Un fibrome est une tumeur bénigne — également appelée myome ou léiomyome — qui se développe à partir du tissu musculaire lisse de l'utérus. Les fibromes sont très fréquents : environ 70 % des femmes en développeront au moins un au cours de leur vie, bien que la plupart restent asymptomatiques. Leur croissance est stimulée par les œstrogènes et la progestérone, ce qui explique leur apparition préférentielle chez les femmes en âge de procréer et leur régression naturelle après la ménopause.
Les symptômes dépendent de la taille, de la localisation et du nombre de fibromes.
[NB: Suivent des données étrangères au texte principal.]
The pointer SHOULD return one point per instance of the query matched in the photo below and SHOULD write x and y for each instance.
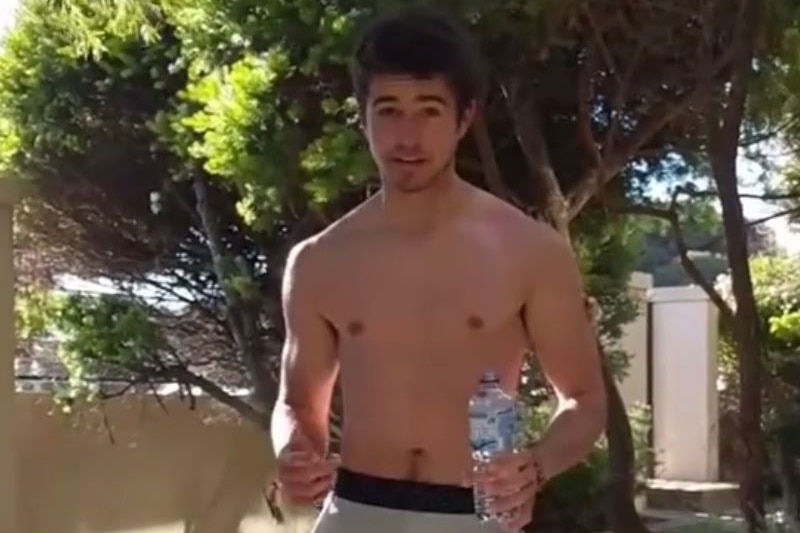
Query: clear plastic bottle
(493, 428)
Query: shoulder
(313, 256)
(525, 233)
(540, 252)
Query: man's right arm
(308, 363)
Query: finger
(508, 464)
(309, 491)
(299, 441)
(509, 485)
(510, 501)
(306, 472)
(520, 519)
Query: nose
(408, 131)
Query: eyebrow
(424, 98)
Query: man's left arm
(564, 342)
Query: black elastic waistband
(403, 494)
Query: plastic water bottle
(493, 428)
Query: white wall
(685, 408)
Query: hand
(511, 481)
(305, 477)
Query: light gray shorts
(339, 515)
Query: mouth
(408, 160)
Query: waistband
(403, 494)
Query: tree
(185, 146)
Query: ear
(467, 118)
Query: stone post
(685, 399)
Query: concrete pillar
(7, 344)
(685, 401)
(634, 341)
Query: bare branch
(491, 171)
(584, 115)
(246, 410)
(528, 129)
(601, 43)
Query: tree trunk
(724, 118)
(748, 348)
(620, 509)
(620, 489)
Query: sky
(786, 238)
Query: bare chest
(452, 294)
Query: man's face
(413, 129)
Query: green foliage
(776, 283)
(608, 248)
(98, 336)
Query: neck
(422, 210)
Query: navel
(355, 328)
(417, 457)
(474, 322)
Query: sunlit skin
(409, 299)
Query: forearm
(288, 419)
(571, 434)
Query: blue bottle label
(493, 432)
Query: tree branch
(644, 131)
(491, 171)
(671, 215)
(528, 130)
(246, 410)
(241, 318)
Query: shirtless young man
(411, 297)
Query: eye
(387, 111)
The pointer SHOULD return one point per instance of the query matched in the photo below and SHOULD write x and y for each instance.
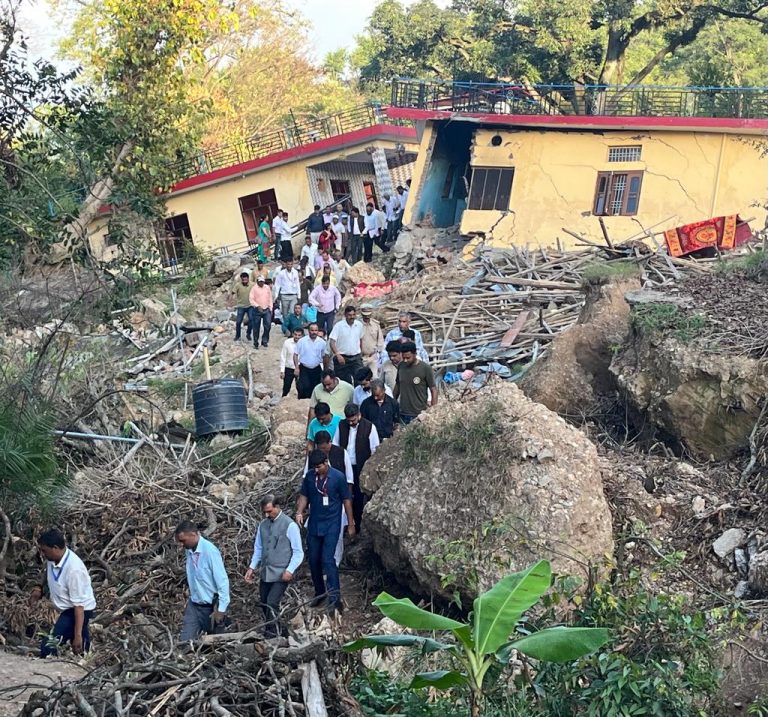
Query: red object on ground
(373, 291)
(722, 232)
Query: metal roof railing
(607, 100)
(294, 135)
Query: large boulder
(483, 487)
(707, 402)
(575, 372)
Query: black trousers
(288, 378)
(308, 379)
(64, 631)
(270, 595)
(358, 498)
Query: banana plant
(485, 640)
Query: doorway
(370, 194)
(253, 207)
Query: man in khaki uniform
(372, 341)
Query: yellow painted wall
(214, 211)
(686, 179)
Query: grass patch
(668, 319)
(475, 438)
(167, 387)
(749, 262)
(604, 272)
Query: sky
(331, 23)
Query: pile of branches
(223, 675)
(121, 523)
(507, 305)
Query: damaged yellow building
(519, 164)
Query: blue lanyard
(61, 569)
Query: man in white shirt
(309, 250)
(404, 324)
(277, 232)
(360, 439)
(278, 551)
(374, 230)
(286, 287)
(391, 212)
(308, 361)
(346, 346)
(363, 379)
(71, 592)
(403, 196)
(340, 231)
(286, 360)
(286, 241)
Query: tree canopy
(618, 42)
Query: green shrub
(668, 319)
(662, 659)
(475, 437)
(30, 475)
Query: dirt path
(17, 670)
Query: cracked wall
(688, 176)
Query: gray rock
(758, 573)
(553, 508)
(649, 296)
(225, 265)
(221, 440)
(741, 590)
(728, 542)
(261, 390)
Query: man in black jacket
(381, 410)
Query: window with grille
(490, 188)
(625, 154)
(617, 193)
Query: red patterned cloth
(723, 232)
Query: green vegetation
(379, 695)
(167, 387)
(459, 562)
(668, 319)
(662, 658)
(475, 437)
(479, 648)
(604, 272)
(29, 472)
(753, 263)
(575, 40)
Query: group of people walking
(342, 227)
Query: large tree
(583, 41)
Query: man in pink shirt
(327, 300)
(261, 311)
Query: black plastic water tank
(220, 406)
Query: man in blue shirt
(326, 492)
(207, 580)
(324, 420)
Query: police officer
(326, 493)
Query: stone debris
(728, 542)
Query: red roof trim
(319, 147)
(587, 121)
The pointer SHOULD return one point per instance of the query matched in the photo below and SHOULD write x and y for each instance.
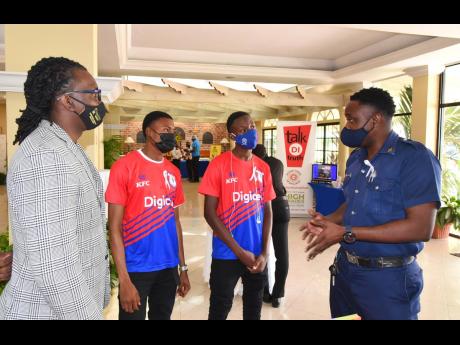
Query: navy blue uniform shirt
(402, 175)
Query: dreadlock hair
(47, 79)
(377, 98)
(233, 117)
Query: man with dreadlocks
(60, 260)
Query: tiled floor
(308, 282)
(307, 286)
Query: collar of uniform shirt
(390, 144)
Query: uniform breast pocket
(380, 196)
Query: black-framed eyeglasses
(97, 92)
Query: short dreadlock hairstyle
(46, 80)
(378, 98)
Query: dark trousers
(224, 277)
(280, 244)
(176, 162)
(158, 289)
(195, 174)
(189, 164)
(376, 293)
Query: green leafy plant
(113, 148)
(113, 269)
(405, 107)
(5, 247)
(449, 213)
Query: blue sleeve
(421, 178)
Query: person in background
(176, 156)
(196, 147)
(188, 160)
(281, 217)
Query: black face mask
(167, 143)
(92, 116)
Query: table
(328, 198)
(202, 166)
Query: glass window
(449, 138)
(327, 143)
(269, 139)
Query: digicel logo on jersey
(157, 202)
(240, 196)
(296, 140)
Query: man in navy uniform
(392, 190)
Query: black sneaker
(267, 298)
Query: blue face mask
(354, 137)
(247, 140)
Les fibromes sous-muqueux — situés sous la muqueuse utérine — sont particulièrement responsables de règles abondantes en altérant la capacité contractile de l'utérus. D'autres signes fréquents incluent des douleurs pelviennes, une sensation de pression ou de lourdeur dans le bas-ventre, des douleurs lors des rapports sexuels et un besoin fréquent d'uriner lié à la compression de la vessie. Certaines femmes restent totalement asymptomatiques et découvrent leurs fibromes lors d'un examen de routine.
Les fibromes sont souvent détectés lors d'une échographie pelvienne de routine, qui permet de visualiser leur présence, leur taille et leur localisation. L'IRM pelvienne fournit des images plus détaillées, particulièrement utiles pour planifier une intervention chirurgicale. Un bilan biologique évalue le retentissement des saignements — notamment un dosage du fer et de la ferritine pour dépister une anémie ferriprive fréquente en cas de règles très abondantes.
La prise en charge est individualisée selon les symptômes, le désir de grossesse et l'âge de la patiente. Une surveillance attentive suffit pour les fibromes asymptomatiques. Les médicaments — contraceptifs oraux, progestatifs ou agonistes de la GnRH — réduisent les saignements et la douleur à court terme. La myomectomie retire les fibromes en préservant l'utérus et la fertilité. L'embolisation des artères utérines ou l'ablation par radiofréquence constituent des alternatives moins invasives. L'hystérectomie reste réservée aux cas les plus sévères.
Les fibromes peuvent compromettre la fertilité en obstruant les trompes de Fallope, en perturbant l'implantation de l'embryon ou en modifiant la forme de la cavité utérine. Pendant la grossesse, ils peuvent entraîner des douleurs, des complications obstétricales ou une présentation anormale du fœtus. La myomectomie préalable améliore souvent les chances de conception et le déroulement de la grossesse. Chaque situation mérite une évaluation gynécologique personnalisée.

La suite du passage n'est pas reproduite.